La Cour constate cependant qu'il y a bien eu nomination d'un chargé de mission mais pas de création d'une mission en tant que structure dotée des moyens suffisants.

Elle observe que la MISS a bien rempli les missions opérationnelles qui lui étaient confiées, notamment pour la mise en place de SESAM-Vitale.

Elle constate qu'en revanche, la MISS n'a pas totalement rempli sa mission de coordination stratégique globale, pourtant essentielle au niveau du ministère.

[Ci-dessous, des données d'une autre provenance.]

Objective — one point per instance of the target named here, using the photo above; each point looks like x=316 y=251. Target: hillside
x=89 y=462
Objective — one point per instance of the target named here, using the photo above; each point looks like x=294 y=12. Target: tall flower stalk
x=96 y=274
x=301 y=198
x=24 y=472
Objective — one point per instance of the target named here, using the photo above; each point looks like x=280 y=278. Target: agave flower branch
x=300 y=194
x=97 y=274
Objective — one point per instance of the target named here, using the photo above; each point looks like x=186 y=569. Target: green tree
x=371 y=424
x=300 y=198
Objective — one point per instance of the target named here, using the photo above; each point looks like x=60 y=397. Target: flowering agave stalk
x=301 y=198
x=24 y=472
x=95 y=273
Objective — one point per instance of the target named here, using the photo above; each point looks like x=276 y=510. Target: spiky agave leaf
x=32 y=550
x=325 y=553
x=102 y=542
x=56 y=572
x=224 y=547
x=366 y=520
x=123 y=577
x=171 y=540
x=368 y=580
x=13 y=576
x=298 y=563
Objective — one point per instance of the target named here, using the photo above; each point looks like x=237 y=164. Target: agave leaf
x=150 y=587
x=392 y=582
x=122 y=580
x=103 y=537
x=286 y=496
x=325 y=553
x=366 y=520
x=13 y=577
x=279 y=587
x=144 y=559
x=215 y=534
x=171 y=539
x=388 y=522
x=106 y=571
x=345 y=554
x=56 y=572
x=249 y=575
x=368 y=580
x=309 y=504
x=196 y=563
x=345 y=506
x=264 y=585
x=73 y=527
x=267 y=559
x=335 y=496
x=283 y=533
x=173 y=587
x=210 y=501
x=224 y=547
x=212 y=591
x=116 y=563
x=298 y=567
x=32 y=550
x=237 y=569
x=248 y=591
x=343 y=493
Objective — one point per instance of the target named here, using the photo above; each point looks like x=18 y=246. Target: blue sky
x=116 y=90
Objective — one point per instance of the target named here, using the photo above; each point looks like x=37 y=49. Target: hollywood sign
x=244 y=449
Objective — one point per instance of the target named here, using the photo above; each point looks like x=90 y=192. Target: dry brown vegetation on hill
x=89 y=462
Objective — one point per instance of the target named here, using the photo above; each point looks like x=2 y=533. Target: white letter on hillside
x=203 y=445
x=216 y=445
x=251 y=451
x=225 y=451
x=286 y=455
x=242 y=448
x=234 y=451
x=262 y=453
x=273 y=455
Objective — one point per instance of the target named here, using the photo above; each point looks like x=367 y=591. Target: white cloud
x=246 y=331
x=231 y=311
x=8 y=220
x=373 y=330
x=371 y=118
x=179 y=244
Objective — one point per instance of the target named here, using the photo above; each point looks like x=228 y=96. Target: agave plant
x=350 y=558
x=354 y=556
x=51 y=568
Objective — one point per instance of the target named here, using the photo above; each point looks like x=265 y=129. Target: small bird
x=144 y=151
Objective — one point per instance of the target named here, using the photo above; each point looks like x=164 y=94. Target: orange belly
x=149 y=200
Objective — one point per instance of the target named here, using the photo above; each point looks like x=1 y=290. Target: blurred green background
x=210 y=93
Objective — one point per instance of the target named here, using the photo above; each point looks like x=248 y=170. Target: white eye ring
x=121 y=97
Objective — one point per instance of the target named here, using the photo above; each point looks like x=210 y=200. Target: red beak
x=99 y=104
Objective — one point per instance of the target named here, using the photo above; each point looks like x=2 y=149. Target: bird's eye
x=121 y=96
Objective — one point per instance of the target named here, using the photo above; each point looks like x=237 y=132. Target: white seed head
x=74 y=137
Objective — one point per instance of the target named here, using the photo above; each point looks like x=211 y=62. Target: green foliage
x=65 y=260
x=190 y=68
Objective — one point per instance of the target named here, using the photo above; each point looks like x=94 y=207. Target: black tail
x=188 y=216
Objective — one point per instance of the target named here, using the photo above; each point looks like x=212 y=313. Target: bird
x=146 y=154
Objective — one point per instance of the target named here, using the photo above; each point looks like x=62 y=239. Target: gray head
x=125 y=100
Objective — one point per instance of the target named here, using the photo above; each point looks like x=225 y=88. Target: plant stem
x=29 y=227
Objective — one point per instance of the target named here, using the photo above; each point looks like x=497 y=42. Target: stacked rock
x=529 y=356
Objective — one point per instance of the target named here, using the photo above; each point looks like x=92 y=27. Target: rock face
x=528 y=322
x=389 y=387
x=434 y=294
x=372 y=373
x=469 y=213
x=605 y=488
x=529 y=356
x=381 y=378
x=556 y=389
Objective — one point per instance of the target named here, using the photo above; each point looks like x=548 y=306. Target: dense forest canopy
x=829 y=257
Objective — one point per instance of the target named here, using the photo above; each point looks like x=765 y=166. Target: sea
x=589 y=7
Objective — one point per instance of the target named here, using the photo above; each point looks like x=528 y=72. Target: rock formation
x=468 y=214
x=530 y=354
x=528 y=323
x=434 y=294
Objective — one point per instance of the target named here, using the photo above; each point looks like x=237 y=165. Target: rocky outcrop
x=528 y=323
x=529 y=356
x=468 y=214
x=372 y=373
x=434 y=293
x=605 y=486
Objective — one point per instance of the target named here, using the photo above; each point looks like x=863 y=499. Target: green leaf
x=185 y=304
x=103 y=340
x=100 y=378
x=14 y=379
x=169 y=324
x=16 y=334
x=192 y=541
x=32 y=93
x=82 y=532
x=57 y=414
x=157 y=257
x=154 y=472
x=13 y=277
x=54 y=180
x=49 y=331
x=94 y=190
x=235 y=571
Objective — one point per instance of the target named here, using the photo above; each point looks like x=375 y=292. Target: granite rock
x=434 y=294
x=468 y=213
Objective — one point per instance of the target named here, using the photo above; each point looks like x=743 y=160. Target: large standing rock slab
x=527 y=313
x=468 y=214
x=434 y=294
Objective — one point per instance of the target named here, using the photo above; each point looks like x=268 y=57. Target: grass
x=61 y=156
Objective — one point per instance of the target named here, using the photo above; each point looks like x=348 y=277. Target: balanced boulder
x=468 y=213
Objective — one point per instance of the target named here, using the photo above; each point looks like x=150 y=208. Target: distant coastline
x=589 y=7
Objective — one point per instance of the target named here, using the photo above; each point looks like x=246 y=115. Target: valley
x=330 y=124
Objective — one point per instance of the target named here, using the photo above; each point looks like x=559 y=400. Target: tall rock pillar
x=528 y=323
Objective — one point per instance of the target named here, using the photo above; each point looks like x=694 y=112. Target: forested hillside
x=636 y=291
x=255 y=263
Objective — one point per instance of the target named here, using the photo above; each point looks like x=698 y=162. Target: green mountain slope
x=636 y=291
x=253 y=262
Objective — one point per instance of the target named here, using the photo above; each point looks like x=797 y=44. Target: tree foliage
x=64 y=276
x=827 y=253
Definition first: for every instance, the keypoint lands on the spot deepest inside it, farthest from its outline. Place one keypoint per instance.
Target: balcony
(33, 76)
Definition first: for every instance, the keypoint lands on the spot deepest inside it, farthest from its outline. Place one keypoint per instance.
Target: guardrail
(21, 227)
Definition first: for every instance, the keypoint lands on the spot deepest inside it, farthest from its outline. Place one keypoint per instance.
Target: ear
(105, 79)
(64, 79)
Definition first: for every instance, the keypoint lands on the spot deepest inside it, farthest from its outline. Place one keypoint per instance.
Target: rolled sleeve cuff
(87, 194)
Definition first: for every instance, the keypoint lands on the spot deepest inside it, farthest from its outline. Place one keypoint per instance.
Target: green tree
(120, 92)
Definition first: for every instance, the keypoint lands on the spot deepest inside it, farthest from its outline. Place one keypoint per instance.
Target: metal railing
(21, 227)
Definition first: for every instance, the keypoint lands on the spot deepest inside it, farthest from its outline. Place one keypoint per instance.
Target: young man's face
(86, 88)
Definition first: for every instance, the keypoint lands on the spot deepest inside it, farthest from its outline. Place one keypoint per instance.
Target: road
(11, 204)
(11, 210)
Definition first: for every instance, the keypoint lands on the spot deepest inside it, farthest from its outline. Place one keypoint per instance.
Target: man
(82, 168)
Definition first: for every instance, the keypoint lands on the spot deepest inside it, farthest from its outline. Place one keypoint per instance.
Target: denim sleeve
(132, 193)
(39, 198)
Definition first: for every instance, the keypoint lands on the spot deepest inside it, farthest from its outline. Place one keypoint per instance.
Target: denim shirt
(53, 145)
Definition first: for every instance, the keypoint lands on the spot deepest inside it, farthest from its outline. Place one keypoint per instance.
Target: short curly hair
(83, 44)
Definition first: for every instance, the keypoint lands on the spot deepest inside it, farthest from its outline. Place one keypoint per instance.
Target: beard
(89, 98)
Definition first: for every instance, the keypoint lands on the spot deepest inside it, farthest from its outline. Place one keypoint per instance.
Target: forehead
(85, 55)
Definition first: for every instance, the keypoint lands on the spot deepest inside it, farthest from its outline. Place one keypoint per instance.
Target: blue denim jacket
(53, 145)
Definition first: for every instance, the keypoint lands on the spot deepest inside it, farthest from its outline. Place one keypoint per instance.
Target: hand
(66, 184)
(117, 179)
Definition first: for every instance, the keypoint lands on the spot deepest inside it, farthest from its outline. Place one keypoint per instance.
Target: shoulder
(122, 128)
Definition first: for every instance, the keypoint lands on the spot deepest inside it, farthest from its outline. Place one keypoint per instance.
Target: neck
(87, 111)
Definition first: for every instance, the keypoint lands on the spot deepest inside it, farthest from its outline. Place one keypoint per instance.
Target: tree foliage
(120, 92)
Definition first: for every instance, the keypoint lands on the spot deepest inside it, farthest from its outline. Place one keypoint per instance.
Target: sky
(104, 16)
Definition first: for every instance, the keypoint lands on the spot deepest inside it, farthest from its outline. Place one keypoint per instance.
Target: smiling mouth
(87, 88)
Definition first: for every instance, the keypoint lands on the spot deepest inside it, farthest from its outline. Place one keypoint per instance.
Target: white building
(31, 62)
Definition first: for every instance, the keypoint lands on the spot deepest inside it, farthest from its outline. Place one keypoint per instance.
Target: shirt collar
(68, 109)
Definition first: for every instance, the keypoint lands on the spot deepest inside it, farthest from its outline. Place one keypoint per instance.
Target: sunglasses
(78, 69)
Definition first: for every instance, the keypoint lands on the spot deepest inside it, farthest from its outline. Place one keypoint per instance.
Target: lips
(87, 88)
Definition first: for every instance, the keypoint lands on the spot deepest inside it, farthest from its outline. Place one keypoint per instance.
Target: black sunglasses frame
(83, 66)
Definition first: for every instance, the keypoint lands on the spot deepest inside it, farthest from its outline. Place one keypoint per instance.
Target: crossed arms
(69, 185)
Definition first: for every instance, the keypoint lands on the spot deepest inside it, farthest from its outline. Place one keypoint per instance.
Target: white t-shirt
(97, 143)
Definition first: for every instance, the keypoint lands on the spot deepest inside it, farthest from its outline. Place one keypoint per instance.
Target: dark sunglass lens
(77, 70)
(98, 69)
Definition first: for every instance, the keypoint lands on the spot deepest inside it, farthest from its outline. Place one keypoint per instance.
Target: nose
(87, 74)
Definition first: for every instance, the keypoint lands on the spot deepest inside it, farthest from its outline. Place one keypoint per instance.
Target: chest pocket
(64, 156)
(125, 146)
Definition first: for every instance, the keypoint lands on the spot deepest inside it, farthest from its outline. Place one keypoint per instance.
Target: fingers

Son positionnement dans les structures et la faiblesse de ses moyens en sont la cause probable. Elle n'a pas non plus, de ce fait, joué le rôle de maître d'ouvrage.

La MISS est, depuis 2005, rentrée en sommeil et le chargé de mission n'a été remplacé qu'au cours de l'année 2006.

Cette défaillance a laissé les organismes de mise en place du DMP et de la T2A assumer, chacun pour son compte, le rôle de maître d'ouvrage des systèmes et de leur interopérabilité, mais avec un point de vue limité à leurs propres objectifs.

Ainsi, il n'a pas été donné suite au rapport de l'IGAS de 2002, qui proposait de donner trois missions à l'État : animation d'une réflexion conceptuelle et prospective, normalisation en matière de sécurité de l'information, et normalisation des principes de l'interopérabilité des systèmes faisant l'objet de financements publics.

* 70 Le rapport de l'IGAS, déjà cité, note à cet égard que « Le positionnement de la mission a souffert de la non invitation, sauf exception, du chargé de mission, aux réunions du comité des directeurs du ministère de la santé ».